MOSCOW (
MRC) -- Saudi Arabian Oil Co., the world’s largest oil exporter, hired Deutsche Bank AG to advise on the potential acquisition of some marketing, retail and refining assets from China National Petroleum Corp., according to four people with knowledge of the matter, said
Bloomberg.
A deal could be worth several billion dollars, though talks are at an early stage and an agreement may not be reached, the people said, asking not to be identified as the information is private. Saudi Aramco, as the company is known, is expanding into refining and petrochemicals and seeking to boost ties with Asia as part of its strategy to become one of the world’s largest oil and chemicals companies by the end of the decade.
It’s planning to spend between USD70 billion and USD80 billion on overseas acquisitions and investments during the next five years, people with knowledge of the matter told Bloomberg in May.
The state-owned oil company in May signed a USD10 billion revolving credit facility with a group of international and Middle Eastern banks. Those funds may be targeted at acquisitions and other investments, people familiar with the matter said.

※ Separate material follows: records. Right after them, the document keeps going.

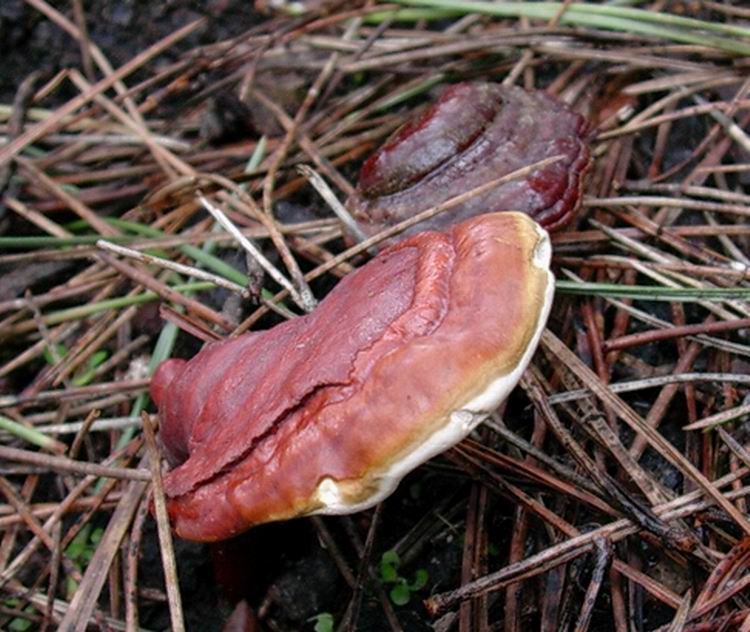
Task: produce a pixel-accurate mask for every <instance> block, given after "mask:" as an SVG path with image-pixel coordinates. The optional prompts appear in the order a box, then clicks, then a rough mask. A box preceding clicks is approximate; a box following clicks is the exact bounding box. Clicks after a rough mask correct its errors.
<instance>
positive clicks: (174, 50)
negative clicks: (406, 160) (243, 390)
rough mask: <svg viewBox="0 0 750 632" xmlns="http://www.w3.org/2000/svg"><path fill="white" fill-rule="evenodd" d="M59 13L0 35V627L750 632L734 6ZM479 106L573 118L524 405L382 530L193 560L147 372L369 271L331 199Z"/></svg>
mask: <svg viewBox="0 0 750 632" xmlns="http://www.w3.org/2000/svg"><path fill="white" fill-rule="evenodd" d="M63 4H64V5H65V6H64V9H62V8H60V6H59V5H60V3H48V2H45V0H27V1H26V2H21V1H16V0H9V1H7V2H3V3H2V5H0V43H1V44H2V48H3V55H2V57H1V58H0V142H2V143H3V144H0V591H2V594H1V595H0V629H3V630H13V631H20V632H23V631H24V630H52V629H61V630H85V629H92V630H96V629H100V630H129V631H130V630H132V631H135V630H139V629H140V630H165V629H172V630H180V629H187V630H191V631H192V630H199V631H211V630H227V631H230V630H268V631H271V632H276V631H279V632H288V631H293V630H315V631H316V632H325V631H327V630H360V631H364V632H369V631H371V630H372V631H379V630H386V631H387V630H391V631H398V630H405V631H407V632H409V631H411V630H415V631H418V630H439V631H443V632H447V631H449V630H457V631H460V632H473V631H477V632H479V631H485V630H504V631H505V632H520V631H525V630H536V629H539V630H546V631H553V630H575V631H576V632H583V631H585V630H591V631H599V630H601V631H609V630H616V631H617V632H626V631H644V632H647V631H648V632H651V631H656V630H660V631H663V632H667V631H669V632H671V631H677V630H691V631H694V632H698V631H713V630H715V631H717V632H718V631H719V630H743V631H745V632H750V593H749V592H748V590H747V588H748V586H750V573H748V567H749V566H750V516H749V515H748V512H747V495H748V493H749V492H750V487H748V484H750V478H749V475H750V452H748V450H749V449H750V447H748V444H749V443H750V426H748V421H750V340H748V332H749V331H750V284H749V281H750V224H748V221H747V219H748V216H750V192H748V191H747V190H746V188H747V186H748V184H750V154H749V153H748V152H750V137H748V135H747V133H746V131H745V130H746V129H748V125H749V124H750V98H749V97H748V90H749V89H750V80H748V68H749V65H748V59H750V10H748V9H747V8H744V3H742V2H734V3H732V2H729V1H721V0H717V1H715V2H714V1H712V2H709V1H707V0H706V1H703V2H691V1H666V2H665V1H655V2H650V3H649V2H640V3H630V4H628V6H623V5H624V4H625V3H611V4H610V3H607V4H604V3H591V4H581V3H570V2H563V3H536V2H494V3H489V2H458V1H451V0H432V1H430V0H413V1H408V0H404V1H400V2H397V3H387V4H386V3H378V2H349V3H343V2H256V3H255V4H254V7H253V8H252V9H251V8H248V5H249V4H250V3H246V2H239V1H234V0H212V1H210V2H205V3H196V2H187V1H183V0H174V1H171V2H163V3H146V2H141V1H135V0H129V1H128V0H126V1H123V2H103V3H83V2H81V1H80V0H73V2H71V3H63ZM89 4H96V5H97V7H96V11H95V10H94V8H93V7H92V6H89ZM631 5H637V8H634V7H631ZM480 80H481V81H492V82H496V83H502V84H506V85H517V86H520V87H523V88H526V89H528V90H545V91H547V92H548V93H550V94H553V95H555V97H556V98H557V99H559V100H560V101H561V102H563V103H565V104H567V105H568V106H569V107H570V108H571V109H572V110H573V111H575V112H577V113H580V114H581V115H583V116H584V117H585V118H586V119H587V121H588V127H587V142H588V143H589V145H590V149H591V166H590V169H589V172H588V176H587V179H586V180H585V184H584V190H583V192H582V199H581V206H580V209H579V211H578V213H577V215H576V216H575V218H574V220H573V221H572V222H570V223H569V224H568V225H567V226H566V227H565V228H563V229H562V230H559V231H556V232H555V233H554V234H553V235H552V244H553V258H552V266H553V270H554V273H555V276H556V279H557V287H556V293H555V300H554V304H553V308H552V313H551V316H550V319H549V322H548V324H547V329H546V331H545V333H544V335H543V336H542V340H541V344H540V346H539V349H538V351H537V353H536V355H535V356H534V359H533V360H532V363H531V365H530V368H529V369H528V370H527V372H526V374H525V376H524V378H523V379H522V380H521V383H520V384H519V386H518V387H517V388H516V389H515V391H514V392H513V393H512V395H511V397H510V398H509V400H508V401H507V402H506V403H505V405H503V406H502V407H501V408H500V409H499V410H498V411H497V412H496V413H494V414H493V415H491V416H490V418H489V419H488V420H487V422H486V423H485V424H484V425H483V426H481V427H480V429H479V430H477V431H475V432H474V433H473V434H472V435H471V437H470V438H468V439H466V440H465V441H464V442H462V443H461V444H459V445H458V446H456V447H454V448H452V449H451V450H449V451H448V452H446V453H445V454H444V455H441V456H438V457H436V458H434V459H432V460H431V461H429V462H428V463H426V464H424V465H423V466H421V467H419V468H417V469H416V470H415V471H414V472H412V473H411V474H409V475H408V476H407V477H406V478H405V479H404V481H403V482H402V484H401V485H400V486H399V488H398V490H397V491H396V492H395V493H394V494H393V495H392V496H390V497H389V498H387V499H386V500H385V501H383V502H382V503H381V504H380V505H378V506H377V507H376V508H374V509H370V510H367V511H364V512H360V513H358V514H354V515H351V516H325V517H312V518H302V519H298V520H294V521H290V522H284V523H272V524H269V525H264V526H261V527H258V528H255V529H251V530H250V531H249V532H247V534H246V535H244V536H241V537H239V538H236V539H235V540H232V541H229V542H225V543H219V544H215V545H206V544H198V543H193V542H188V541H185V540H182V539H180V538H177V537H173V536H172V535H171V534H170V530H169V525H168V524H167V523H166V520H165V518H164V517H163V516H161V515H160V514H159V511H158V507H159V506H160V503H158V502H157V503H154V496H156V498H157V500H158V499H160V498H161V495H162V494H163V489H162V485H161V482H160V478H159V477H157V476H155V474H154V473H153V472H154V470H152V469H151V468H152V467H154V465H155V464H158V463H160V462H161V460H160V455H159V453H158V447H157V442H156V441H154V440H153V437H152V434H151V433H150V432H149V430H150V429H151V424H152V423H153V424H157V423H158V417H157V415H156V412H157V410H156V407H155V406H154V404H153V403H152V402H151V401H150V399H149V396H148V386H149V380H150V376H151V375H152V373H153V371H154V370H155V368H156V367H157V366H158V364H159V363H160V362H161V361H163V360H165V359H167V358H170V357H176V358H186V359H187V358H190V357H193V356H194V355H195V354H196V353H197V352H198V351H199V350H200V349H201V347H202V346H203V345H204V344H205V343H207V342H211V341H214V340H219V339H223V338H226V337H231V336H233V335H237V334H239V333H241V332H245V331H255V330H262V329H267V328H269V327H272V326H274V325H277V324H278V323H279V322H281V321H282V320H283V319H284V318H289V317H295V316H299V315H301V314H302V313H303V312H304V309H305V307H306V305H305V304H304V301H302V302H300V301H295V300H294V299H295V296H298V295H299V291H301V290H304V289H305V288H306V287H309V289H310V290H311V292H312V295H314V296H315V297H316V298H317V299H321V298H322V297H324V296H325V295H326V294H327V293H328V292H329V291H330V290H331V288H332V287H334V286H335V285H336V283H337V282H338V281H339V280H340V279H341V278H342V277H344V276H346V274H348V273H349V272H351V270H352V269H353V268H354V267H357V266H360V265H362V264H363V263H364V262H365V261H366V259H367V258H368V256H369V255H368V254H367V253H368V250H367V249H366V248H364V247H362V246H358V245H353V244H356V240H355V239H354V238H352V237H351V236H350V235H348V234H347V232H346V230H345V229H344V225H343V224H342V221H341V220H340V219H339V217H338V216H337V215H336V214H335V213H334V210H332V206H336V204H335V202H334V203H333V204H331V202H330V197H331V196H332V197H333V198H337V199H338V200H340V201H342V202H345V201H346V200H347V199H350V198H352V196H354V195H355V193H356V191H357V188H356V185H357V179H358V175H359V170H360V168H361V166H362V163H363V161H364V160H365V159H366V158H367V157H368V156H370V155H371V154H372V153H373V152H374V151H375V150H376V149H377V148H378V147H379V146H380V145H381V144H382V143H383V141H385V139H386V138H388V137H389V136H390V135H391V134H392V133H393V132H394V130H396V129H398V128H399V126H401V125H402V124H403V123H404V122H405V121H407V120H408V119H409V118H410V117H412V116H413V115H414V113H415V112H422V111H424V109H425V107H426V106H427V105H428V104H430V103H433V102H434V101H435V99H436V98H438V96H439V95H440V94H441V91H442V90H443V89H444V88H445V86H447V85H449V84H453V83H457V82H461V81H480ZM541 116H544V114H542V115H541ZM546 123H547V124H549V125H554V123H555V121H554V120H552V119H550V120H549V121H547V122H546ZM303 165H304V166H306V167H307V169H305V168H302V169H300V167H301V166H303ZM321 182H322V184H321ZM320 191H323V192H324V193H326V194H330V195H329V197H328V198H326V197H325V196H323V195H321V194H320ZM204 196H205V197H204ZM204 199H208V200H209V201H210V204H211V205H212V206H214V205H215V206H218V207H221V208H223V209H224V211H225V213H226V215H227V216H228V218H229V220H230V221H231V223H233V224H234V225H235V226H236V227H237V228H238V229H239V230H240V231H241V232H242V233H243V234H244V235H245V236H247V237H250V238H252V239H253V243H255V244H257V245H258V247H259V248H260V249H261V250H262V252H263V253H264V254H265V256H266V257H267V258H268V260H269V261H270V262H271V264H272V265H273V266H275V267H276V269H277V270H281V271H282V272H283V274H284V275H286V274H288V276H289V277H290V279H291V283H292V284H293V286H294V287H293V289H294V290H297V291H298V293H297V294H296V295H295V293H291V295H290V293H289V292H288V291H287V290H286V289H284V287H282V285H280V284H278V283H277V282H276V281H275V280H274V279H272V278H271V277H270V276H268V275H264V274H263V271H262V270H259V268H258V264H257V263H256V261H255V260H254V259H253V258H252V257H250V256H248V254H247V253H246V251H245V249H244V248H243V246H242V245H241V244H240V243H239V242H238V239H237V238H236V237H235V236H233V235H232V234H230V233H228V232H226V231H224V229H222V228H221V227H220V226H219V225H218V223H217V222H216V221H215V220H214V218H213V217H212V216H211V215H210V214H209V213H208V212H207V209H206V204H205V203H204ZM272 237H273V238H272ZM100 240H106V241H108V242H110V243H113V244H118V245H120V246H125V247H127V248H128V249H129V250H128V251H120V252H115V251H113V250H112V249H111V247H108V246H107V245H106V244H104V245H102V244H101V242H100ZM97 242H99V243H97ZM373 248H377V243H376V242H375V243H373ZM144 251H147V252H146V254H147V255H152V256H154V257H157V259H166V260H168V261H171V262H177V263H181V264H183V265H185V266H188V267H187V268H185V269H182V270H181V271H174V270H171V269H166V268H165V267H164V265H163V264H162V263H160V262H159V261H158V260H157V261H156V262H154V261H153V260H152V259H149V258H147V257H144V256H139V253H144ZM372 251H373V249H372V248H371V249H370V250H369V252H372ZM205 273H208V274H209V276H205ZM201 274H204V276H203V277H200V278H199V275H201ZM302 294H304V292H302ZM144 412H145V413H148V414H146V415H145V417H144V415H143V414H142V413H144ZM144 424H146V426H145V427H144ZM158 467H159V466H158V465H156V468H157V469H158ZM154 507H156V509H157V510H156V511H154ZM155 516H157V517H155Z"/></svg>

Shares of CNPC’s listed arm, PetroChina Co., rose 4.8 percent at 10:32 a.m. Tuesday in Hong Kong, the most in almost a month. The benchmark Hang Seng Index rose 0.7 percent.
Saudi Aramco is pursuing the CNPC assets as Chinese President Xi Jinping seeks to introduce more market discipline to government-controlled companies, part of efforts to reinvigorate a USD10 trillion economy headed for its slowest growth in a quarter century. China released guidelines last month urging state enterprises to allow outside investors in their businesses and encouraging them to upgrade their management with more transparency.

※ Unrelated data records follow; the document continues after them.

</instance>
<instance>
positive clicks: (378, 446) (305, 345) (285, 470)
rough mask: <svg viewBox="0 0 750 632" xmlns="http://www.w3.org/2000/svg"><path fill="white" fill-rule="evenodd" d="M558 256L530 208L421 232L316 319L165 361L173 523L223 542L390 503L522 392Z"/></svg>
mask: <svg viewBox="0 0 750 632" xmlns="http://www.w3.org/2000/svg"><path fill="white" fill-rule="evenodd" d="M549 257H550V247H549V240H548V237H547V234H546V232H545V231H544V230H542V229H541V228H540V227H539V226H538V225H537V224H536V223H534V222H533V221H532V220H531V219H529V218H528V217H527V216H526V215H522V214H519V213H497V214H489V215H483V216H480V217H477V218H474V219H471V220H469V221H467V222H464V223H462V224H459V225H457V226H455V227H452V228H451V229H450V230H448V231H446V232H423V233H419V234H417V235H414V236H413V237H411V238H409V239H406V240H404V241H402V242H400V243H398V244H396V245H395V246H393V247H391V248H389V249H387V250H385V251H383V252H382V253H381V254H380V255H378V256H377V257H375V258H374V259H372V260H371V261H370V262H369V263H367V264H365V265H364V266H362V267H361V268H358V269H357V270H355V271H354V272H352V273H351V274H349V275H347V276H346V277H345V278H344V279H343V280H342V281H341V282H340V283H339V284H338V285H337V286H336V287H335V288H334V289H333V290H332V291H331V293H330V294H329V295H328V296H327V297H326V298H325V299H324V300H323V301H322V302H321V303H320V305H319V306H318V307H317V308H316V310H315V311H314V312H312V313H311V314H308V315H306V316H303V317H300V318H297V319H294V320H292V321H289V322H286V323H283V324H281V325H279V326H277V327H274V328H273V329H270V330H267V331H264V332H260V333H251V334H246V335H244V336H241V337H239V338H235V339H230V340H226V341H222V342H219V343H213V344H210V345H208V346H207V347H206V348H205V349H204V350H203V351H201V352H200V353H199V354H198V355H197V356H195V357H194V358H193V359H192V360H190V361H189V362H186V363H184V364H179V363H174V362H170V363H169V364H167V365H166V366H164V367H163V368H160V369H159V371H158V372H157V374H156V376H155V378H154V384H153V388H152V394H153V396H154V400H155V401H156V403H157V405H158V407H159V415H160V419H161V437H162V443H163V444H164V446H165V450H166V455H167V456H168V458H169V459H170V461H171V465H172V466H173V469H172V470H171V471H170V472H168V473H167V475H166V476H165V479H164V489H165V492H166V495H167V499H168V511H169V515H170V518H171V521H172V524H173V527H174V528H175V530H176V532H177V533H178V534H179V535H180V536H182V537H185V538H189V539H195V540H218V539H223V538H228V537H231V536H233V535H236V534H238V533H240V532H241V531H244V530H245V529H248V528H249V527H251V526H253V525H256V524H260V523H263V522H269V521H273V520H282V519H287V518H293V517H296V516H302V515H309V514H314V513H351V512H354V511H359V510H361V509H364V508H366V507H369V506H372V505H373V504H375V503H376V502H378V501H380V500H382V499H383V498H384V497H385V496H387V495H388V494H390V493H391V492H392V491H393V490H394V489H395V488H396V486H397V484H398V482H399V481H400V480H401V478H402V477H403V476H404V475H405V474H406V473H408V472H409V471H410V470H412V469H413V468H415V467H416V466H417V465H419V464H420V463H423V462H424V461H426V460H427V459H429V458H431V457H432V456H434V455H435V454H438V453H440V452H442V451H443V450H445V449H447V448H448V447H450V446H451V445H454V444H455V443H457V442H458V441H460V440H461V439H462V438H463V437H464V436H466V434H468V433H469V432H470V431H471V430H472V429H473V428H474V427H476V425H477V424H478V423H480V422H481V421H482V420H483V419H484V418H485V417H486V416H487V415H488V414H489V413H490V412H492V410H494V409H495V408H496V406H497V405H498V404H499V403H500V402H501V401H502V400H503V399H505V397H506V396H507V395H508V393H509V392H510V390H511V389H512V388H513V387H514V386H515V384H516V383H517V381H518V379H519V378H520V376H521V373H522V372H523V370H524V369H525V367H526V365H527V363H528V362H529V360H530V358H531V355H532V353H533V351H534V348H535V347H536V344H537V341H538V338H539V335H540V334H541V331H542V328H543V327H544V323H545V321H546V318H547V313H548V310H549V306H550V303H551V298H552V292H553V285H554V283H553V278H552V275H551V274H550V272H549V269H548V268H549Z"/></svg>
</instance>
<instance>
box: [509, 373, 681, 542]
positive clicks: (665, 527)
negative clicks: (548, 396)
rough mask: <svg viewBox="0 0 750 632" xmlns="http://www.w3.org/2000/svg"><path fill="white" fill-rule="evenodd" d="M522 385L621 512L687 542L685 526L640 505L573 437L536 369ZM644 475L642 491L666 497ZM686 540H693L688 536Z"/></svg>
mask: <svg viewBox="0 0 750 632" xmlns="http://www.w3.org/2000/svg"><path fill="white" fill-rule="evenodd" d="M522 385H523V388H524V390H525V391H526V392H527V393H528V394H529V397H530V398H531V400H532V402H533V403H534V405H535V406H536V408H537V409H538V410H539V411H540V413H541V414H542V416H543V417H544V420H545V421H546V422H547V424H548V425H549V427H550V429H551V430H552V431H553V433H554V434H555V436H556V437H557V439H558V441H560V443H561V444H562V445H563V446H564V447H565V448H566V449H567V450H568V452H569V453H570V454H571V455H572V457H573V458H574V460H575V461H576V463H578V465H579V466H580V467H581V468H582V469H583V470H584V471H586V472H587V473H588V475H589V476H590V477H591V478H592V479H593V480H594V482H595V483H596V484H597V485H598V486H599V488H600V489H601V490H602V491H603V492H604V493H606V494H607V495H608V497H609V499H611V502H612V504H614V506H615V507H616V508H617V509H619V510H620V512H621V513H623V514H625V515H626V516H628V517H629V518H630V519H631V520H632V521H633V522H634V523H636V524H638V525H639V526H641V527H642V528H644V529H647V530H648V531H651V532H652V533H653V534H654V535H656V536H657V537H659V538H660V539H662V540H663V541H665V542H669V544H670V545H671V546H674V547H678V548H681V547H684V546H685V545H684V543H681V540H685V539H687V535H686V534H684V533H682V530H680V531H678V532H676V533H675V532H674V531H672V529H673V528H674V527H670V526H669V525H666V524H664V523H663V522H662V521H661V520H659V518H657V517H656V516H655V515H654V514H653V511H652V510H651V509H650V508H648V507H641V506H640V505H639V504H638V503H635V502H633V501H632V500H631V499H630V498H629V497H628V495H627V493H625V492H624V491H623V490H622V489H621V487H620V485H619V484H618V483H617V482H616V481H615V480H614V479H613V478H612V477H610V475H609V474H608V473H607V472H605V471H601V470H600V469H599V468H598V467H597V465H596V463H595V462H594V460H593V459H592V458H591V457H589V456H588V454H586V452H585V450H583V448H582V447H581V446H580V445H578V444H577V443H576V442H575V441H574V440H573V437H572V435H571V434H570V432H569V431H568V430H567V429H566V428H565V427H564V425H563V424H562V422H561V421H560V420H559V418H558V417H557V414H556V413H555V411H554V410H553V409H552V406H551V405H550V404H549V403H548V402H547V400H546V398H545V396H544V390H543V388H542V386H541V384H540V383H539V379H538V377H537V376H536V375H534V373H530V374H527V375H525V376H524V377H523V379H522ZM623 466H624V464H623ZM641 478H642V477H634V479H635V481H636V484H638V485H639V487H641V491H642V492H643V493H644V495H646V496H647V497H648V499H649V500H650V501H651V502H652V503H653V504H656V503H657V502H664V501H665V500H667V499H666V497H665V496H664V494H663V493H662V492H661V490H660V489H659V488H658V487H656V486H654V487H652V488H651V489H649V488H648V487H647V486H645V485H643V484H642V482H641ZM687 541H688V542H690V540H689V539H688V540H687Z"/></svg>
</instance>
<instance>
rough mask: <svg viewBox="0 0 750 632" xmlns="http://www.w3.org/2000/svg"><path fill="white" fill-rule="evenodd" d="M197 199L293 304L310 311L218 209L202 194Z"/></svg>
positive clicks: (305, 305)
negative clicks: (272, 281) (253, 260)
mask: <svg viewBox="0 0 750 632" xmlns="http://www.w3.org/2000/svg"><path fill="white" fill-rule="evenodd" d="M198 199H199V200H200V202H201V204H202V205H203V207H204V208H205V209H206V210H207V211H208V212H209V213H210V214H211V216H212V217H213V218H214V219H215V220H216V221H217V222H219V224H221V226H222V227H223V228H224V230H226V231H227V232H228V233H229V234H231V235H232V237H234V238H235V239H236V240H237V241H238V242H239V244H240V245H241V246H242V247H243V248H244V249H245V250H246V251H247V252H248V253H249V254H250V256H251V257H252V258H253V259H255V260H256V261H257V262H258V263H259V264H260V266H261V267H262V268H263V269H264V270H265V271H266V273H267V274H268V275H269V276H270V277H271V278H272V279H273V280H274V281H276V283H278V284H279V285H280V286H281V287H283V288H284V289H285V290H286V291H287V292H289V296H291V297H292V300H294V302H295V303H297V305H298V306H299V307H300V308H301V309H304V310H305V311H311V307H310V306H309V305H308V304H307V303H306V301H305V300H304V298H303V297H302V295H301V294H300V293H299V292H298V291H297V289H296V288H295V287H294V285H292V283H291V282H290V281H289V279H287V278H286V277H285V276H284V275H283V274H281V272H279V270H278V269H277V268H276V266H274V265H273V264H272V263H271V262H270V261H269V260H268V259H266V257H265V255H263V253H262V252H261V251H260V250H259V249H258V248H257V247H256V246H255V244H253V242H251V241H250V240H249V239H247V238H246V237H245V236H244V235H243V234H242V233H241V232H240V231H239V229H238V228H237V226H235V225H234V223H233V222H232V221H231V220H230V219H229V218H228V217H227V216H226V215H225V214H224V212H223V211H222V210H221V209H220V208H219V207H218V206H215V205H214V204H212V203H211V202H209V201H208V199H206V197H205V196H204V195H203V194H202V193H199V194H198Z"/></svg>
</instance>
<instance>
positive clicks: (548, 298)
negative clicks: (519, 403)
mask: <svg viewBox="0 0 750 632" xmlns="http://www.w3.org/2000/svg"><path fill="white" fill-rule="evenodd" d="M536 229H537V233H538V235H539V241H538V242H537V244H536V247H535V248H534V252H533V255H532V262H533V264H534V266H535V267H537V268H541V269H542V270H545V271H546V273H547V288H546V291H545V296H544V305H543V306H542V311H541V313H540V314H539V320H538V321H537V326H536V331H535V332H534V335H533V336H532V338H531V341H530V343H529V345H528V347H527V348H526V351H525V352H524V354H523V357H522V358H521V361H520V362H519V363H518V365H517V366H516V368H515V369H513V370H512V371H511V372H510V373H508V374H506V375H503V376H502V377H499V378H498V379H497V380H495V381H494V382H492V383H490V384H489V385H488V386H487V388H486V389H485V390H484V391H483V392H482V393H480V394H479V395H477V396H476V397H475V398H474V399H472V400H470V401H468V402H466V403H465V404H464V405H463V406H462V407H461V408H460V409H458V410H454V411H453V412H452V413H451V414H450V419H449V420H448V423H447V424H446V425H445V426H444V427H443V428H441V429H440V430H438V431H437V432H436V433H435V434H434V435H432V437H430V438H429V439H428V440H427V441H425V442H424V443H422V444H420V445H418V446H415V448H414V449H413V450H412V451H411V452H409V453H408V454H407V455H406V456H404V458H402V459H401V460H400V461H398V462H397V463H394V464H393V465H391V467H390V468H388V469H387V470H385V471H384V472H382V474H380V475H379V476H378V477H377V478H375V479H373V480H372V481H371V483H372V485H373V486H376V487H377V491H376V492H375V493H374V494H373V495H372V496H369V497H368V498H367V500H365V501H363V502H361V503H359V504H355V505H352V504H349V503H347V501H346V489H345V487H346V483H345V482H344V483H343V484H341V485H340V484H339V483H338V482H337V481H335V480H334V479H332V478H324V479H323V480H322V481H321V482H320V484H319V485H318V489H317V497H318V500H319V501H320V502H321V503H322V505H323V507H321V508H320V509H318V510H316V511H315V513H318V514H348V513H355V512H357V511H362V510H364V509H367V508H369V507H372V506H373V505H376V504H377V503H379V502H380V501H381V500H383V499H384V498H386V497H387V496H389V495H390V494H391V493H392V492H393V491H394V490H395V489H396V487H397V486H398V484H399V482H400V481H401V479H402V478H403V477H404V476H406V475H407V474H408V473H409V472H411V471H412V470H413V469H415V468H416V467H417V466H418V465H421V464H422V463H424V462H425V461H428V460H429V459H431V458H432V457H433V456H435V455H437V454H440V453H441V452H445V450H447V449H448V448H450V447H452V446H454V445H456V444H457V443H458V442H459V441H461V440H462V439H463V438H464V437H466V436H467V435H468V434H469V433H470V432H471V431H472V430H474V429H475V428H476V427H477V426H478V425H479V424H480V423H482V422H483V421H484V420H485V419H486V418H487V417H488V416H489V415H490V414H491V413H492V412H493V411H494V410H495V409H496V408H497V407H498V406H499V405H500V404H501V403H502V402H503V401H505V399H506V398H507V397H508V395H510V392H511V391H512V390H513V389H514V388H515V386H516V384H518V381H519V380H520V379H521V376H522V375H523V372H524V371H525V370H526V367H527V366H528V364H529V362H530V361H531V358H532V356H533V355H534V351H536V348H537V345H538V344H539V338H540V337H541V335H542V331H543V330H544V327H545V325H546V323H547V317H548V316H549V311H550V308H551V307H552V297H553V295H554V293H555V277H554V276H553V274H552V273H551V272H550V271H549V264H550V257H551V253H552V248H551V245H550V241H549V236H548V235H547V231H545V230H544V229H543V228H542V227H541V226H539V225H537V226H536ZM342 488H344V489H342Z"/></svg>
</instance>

State-controlled China Petroleum & Chemical Corp., known as Sinopec, last year sold a 107 billion yuan (USD16.8 billion) stake in its retail arm to a group of investors including China Life Insurance Co. Sinopec’s parent company also listed its petroleum engineering business in Hong Kong as part of a 30.6 billion yuan reorganization.
Last month, Aramco and Germany’s Lanxess AG formed a 2.75 billion euro (USD3.1 billion) synthetic rubber joint venture, while last year the Saudi government owned company bought a USD2 billion stake in S-Oil Corp., South Korea’s third-largest oil refiner.
CNPC’s Beijing-based spokesman Qu Guangxue didn’t answer two calls to his office seeking comment on Monday, a public holiday in China. Saudi Aramco and Deutsche Bank declined to comment.
As MRC
informed earlier, Saudi Arabia's state oil company is taking a 50%-stake in the synthetic rubber business of German chemicals groups Lanxess in a deal that values the entire unit at EUR2.75bn, including debt. The transaction still requires the approval of the relevant antitrust authorities and is expected to be completed in the first half of 2016.
Saudi Aramco is the state-owned oil company of the Kingdom of Saudi Arabia and a fully integrated, global petroleum and chemicals enterprise. Over the past 80 years we have become a world leader in hydrocarbons exploration, production, refining, distribution, shipping and marketing, and the world’s top exporter of crude oil and natural gas liquids (NGLs). Saudi Aramco’s oil and gas production infrastructure leads the industry in scale of production, operational reliability, and technical advances. Our plants and the people who run them make us the world’s largest crude oil exporter, producing roughly one in every eight barrels of the world’s oil supply.